Chilean miner wins pasty prize
An award celebrating a centuries-old British delicacy has been won by a Chilean miner who can not speak English.
Jorge Pereira, who was attending the World Pasty Championships at the Eden Project in Cornwall as part of a two-month visit to the UK, won the open savoury amateur category with an empanada Chilena, a traditional Chilean pasty made with beef, onion, hard-boiled egg, olives and sultanas.
The origins of the pasty are themselves disputed between those from Cornwall and Devon, and date back to the 14th century when miners used to graze on the pastry-based finger food while working underground. A traditional Cornish pasty features chuck steak, potato, turnip and onion and is crimped on the side, while the Devon variety is crimped on the top.
Mr Pereira said through his wife Gail Cleverdon: "I feel very excited and happy to be so far from my country to win such a prize. It's all about getting recognition for my country rather than winning."
Betty Lethbridge, 88, mother of Fisherman's Friends singer John Lethbridge, won the amateur title.
The veteran crimper, from St Kew, said: "I've been making them for years and years. I started when I was eight years old. Mother used to make pasties so I used to roll the pastry out on a bench. You need to get really good meat to make a pasty and the seasoning is important."

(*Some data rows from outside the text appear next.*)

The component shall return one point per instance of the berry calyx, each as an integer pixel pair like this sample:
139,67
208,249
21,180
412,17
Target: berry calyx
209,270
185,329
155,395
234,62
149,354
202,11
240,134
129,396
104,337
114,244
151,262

The highest marks in the competition were awarded to professional winner Andy Heath from Bodmin, who scored 96 out of 100, and open savoury professional winner Luisa Ead from Padstow, who scored 97 with a smoked haddock, white wine and mustard pasty.
In the company categories, West Cornwall Pasty Company was victorious for the second year running. The event attracted around 150 pasty entries, a similar figure to last year, which was the highest to that point.
Eden Project spokesman David Rowe said: "The fourth World Pasty Championships was a very memorable one for sure. Mrs Lethbridge's win was such a heart-warming story. We commend the entrants who took so much pride in their pasties."
The Cornish pasty has had protective status since 2011, a distinctive sign used to identify it as originating from a certain place.
The following year, scores of bakers and consumers joined forces with politicians and regional newspaper the Western Morning News in a successful bid to force a Government U-turn on the controversial pasty tax.